Home Forums Software Development EyeX sometimes gives "strange" gaze point in Unity Reply To: EyeX sometimes gives "strange" gaze point in Unity

#6038
Jenny [Tobii]
Participant

Hi @zack,

I recognize this problem as caused by a Unity bug. In certain situations the Unity Editor intermittently reports an incorrect value for Screen.height (height of the ‘Game’ window) making the calculations of the GazePoint way off intermittently. When I saw it, it happened only when one of the Unity Editor sub-windows (like ‘Game’, ‘Scene’, ‘Console’, ‘Inspector’) were detached from the main editor window, and maybe moved to a second monitor. Have you detached any of the sub-windows from the Unity Editor?
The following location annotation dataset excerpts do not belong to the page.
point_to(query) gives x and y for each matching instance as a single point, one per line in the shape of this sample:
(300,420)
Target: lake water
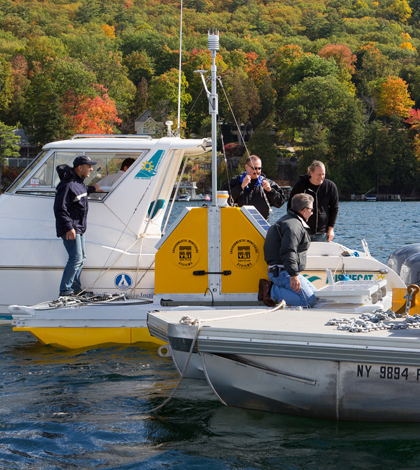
(90,408)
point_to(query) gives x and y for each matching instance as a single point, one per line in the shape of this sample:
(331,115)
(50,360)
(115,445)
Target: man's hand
(266,186)
(245,181)
(295,283)
(71,234)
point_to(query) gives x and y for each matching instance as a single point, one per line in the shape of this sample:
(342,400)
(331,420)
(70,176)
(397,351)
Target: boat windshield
(107,172)
(25,172)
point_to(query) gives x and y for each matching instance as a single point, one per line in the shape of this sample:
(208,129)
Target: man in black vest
(253,189)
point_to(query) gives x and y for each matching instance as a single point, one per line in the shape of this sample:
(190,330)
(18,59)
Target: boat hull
(76,338)
(337,390)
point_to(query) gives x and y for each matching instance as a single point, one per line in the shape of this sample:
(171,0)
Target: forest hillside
(339,79)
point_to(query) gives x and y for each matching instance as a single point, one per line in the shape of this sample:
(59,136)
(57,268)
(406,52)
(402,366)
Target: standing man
(253,189)
(285,250)
(70,210)
(325,196)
Also, I think the problem should not persist in standalone builds, but is a specific problem when playing the game from within the Unity Editor. I haven’t tested with a standalone game that creates two separate Unity windows though.

On a side note: the Gaze Trace feature is quite heavily filtered and is not really comparable to the behavior of the basic lightly filtered data you get from EyeTracking.GetGazePoint(). On the other hand, in scene 01 there is an option to use a filter which is very similar to the filter used by Gaze Trace. The movement of the filtered gaze visualization in scene 01 should be comparable to Gaze Trace to be able to conclude that the mysterious jumps are related to the Unity Editor and not the eye tracker data itself.